The designer, of course, had other plans. “I wanted her at my side as soon as I joined Dior,” Chiuri tells Out. If before Ruth was a model of the moment, Chiuri and Dior helped to elevate her to another stratosphere entirely. “She’s one of the top models now,” Suric says. “Especially for her place as the face of Dior, in a market often lacking that type of loyalty for models rather than celebrities or social media stars.” You can now find Ruth’s face all over the world, and on everything from the Dior runways to the beauty campaigns.
More importantly, Ruth has landed at a place where she’s seen for exactly who she is — and not just as a mannequin. “She is the perfect illustration of a new generation of women and, with that strong character of hers, she’s there for me in the complicated work I do on the Dior legacy,” Chiuri adds. “She understands me.”
Ruth has, finally, reached her turning point. “My career’s gone in a completely different way now,” she says about Dior, and her friendship with Chiuri. “I now have a different outlook on a lot of stuff. And I have a new appreciation for fashion, because I can be who I want to be in this industry. I can dress like this, like a butch little lesbian, and I don’t have to explain that to anyone.”
And luckily, the industry is finally catching up to her. Just recently, she was booked for a Vogue Hommes shoot, where she was supposed to be photographed alongside a male model, who would don the season’s latest menswear. But once the team saw Ruth walk in wearing her street clothes, they sent the boy home. Ruth modeled everything instead. “I felt really bad, but it was a great story,” she says, now animated. “There are so many women or gender nonconforming folks who like to wear men’s clothes.
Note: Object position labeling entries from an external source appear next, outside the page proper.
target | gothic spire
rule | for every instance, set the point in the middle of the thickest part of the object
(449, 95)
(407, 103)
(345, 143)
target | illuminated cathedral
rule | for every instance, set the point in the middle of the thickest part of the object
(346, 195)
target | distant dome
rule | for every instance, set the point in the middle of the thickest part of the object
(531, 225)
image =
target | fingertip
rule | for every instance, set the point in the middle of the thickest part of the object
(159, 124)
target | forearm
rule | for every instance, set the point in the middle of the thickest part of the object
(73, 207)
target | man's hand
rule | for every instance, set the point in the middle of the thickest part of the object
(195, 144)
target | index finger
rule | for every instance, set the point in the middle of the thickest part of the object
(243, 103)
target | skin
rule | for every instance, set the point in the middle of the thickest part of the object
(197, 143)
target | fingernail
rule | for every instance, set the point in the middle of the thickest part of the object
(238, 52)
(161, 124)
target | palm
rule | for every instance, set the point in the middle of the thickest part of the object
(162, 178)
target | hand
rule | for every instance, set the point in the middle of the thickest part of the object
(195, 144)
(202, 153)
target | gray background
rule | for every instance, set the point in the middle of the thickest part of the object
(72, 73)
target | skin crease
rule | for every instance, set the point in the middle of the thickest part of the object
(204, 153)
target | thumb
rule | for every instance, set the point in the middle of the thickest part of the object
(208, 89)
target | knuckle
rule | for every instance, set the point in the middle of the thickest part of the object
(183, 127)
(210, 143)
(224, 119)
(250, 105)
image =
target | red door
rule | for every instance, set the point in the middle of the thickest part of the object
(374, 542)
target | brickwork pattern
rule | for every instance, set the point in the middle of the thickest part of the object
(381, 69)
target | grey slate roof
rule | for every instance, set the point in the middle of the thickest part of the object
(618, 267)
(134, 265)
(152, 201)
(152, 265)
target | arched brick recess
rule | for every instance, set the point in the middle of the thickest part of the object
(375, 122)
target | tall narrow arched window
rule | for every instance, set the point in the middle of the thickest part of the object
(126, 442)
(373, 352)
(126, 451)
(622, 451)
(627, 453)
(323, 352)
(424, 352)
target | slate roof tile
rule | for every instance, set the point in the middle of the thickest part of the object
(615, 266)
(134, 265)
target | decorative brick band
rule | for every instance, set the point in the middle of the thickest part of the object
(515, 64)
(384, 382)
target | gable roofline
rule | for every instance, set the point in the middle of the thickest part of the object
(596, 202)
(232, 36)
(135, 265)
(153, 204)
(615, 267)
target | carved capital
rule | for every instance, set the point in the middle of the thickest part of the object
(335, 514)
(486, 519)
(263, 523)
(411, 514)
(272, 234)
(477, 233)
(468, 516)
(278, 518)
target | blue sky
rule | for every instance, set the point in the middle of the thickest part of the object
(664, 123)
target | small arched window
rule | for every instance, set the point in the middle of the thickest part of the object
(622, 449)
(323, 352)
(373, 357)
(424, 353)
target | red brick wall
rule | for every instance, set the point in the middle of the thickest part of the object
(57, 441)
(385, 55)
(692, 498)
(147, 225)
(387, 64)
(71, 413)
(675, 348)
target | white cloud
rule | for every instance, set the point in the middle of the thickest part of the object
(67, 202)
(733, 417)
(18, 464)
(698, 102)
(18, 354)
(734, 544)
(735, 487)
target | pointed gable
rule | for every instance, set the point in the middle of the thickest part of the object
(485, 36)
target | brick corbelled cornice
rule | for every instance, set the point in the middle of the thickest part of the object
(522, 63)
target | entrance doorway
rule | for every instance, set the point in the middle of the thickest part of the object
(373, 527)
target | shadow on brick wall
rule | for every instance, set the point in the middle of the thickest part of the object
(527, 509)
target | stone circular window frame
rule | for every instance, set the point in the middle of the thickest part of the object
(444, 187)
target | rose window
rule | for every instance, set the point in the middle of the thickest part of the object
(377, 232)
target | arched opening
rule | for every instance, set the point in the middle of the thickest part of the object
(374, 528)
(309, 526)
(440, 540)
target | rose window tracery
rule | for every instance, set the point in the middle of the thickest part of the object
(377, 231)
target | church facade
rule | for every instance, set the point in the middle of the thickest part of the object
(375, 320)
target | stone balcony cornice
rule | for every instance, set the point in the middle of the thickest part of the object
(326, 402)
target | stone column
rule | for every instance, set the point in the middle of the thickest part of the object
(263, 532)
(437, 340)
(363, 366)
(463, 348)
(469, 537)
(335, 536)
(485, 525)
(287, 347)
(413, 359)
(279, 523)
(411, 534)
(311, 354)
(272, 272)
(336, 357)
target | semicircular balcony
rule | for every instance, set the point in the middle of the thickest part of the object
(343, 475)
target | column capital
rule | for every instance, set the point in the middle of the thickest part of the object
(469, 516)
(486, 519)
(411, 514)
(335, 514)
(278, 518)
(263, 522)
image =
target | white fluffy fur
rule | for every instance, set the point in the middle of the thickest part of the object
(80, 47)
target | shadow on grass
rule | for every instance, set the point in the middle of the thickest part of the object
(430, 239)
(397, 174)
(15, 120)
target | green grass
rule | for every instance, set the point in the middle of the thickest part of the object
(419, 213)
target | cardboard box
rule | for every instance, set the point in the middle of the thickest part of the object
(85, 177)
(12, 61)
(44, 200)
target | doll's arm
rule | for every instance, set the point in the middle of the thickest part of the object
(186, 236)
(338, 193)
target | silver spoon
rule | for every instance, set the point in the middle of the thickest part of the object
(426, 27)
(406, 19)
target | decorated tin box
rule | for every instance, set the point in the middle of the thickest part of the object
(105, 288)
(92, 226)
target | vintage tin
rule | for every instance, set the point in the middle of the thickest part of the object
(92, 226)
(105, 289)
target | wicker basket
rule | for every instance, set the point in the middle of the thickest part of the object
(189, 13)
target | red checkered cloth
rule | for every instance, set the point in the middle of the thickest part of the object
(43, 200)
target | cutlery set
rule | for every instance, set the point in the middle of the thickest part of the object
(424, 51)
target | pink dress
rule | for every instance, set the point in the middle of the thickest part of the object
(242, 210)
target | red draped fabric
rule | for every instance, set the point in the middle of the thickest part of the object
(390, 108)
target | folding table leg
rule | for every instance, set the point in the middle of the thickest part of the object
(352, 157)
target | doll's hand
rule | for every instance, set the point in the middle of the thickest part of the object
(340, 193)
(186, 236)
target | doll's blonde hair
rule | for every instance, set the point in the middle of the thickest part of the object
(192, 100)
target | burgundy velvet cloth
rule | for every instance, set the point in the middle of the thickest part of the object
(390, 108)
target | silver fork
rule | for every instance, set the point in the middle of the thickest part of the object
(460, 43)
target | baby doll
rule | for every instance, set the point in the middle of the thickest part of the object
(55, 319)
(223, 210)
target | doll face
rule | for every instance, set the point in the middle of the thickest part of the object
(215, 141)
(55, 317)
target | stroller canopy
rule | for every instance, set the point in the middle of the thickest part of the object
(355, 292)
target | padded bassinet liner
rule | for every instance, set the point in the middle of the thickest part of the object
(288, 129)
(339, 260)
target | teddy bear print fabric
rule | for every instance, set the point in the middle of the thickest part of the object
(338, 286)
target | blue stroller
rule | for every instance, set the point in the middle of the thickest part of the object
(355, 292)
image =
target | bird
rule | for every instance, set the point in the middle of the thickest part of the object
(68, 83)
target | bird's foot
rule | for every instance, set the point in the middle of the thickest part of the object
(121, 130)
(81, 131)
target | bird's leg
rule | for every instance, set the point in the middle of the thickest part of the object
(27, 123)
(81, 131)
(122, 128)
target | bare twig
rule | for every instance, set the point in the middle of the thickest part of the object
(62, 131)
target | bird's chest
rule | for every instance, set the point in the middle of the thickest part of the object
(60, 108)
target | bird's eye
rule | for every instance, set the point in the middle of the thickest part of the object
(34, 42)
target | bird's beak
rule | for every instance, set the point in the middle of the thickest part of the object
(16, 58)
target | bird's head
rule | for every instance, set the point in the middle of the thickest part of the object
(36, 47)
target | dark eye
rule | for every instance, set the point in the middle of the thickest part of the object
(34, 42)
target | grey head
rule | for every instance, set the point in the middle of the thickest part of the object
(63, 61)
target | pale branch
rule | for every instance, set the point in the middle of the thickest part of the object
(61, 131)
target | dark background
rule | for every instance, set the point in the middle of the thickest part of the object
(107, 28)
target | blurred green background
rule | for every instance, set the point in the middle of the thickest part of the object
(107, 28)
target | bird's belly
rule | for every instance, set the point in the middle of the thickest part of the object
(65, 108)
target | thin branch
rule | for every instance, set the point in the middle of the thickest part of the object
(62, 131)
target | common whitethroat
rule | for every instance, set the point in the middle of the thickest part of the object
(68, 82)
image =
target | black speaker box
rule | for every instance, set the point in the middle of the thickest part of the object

So why can’t a woman or a butch lesbian be in the campaign?”
Now, Ruth isn’t so sure she plans on leaving fashion. Instead, she may want to be a part of what will make it better. “I think there are things that need to change, for sure, and if I keep going the way I am, it’ll change soon enough,” she says.
In the meantime, there are no real plans for her future beyond fostering a new dog with her girlfriend at home in Brooklyn. “My only goal is to not have to struggle, and to not have my family struggle. So if I can do a job that provides for me and my family, I’m cool. I just want my parents, and me, to be mortgage- and debt-free.”
And luckily, fashion comes with plenty of perks for the decidedly more femme companions she tends to keep close.
“May gets all the sh*t I’m given,” she says, smiling.“So do my girlfriends.”
Wait — girlfriends? As in, plural?
“I mean, just one at a time, but throughout the...,” Ruth pauses and tugs at her beanie, suddenly bashful. “Oh, please don’t get me in trouble!”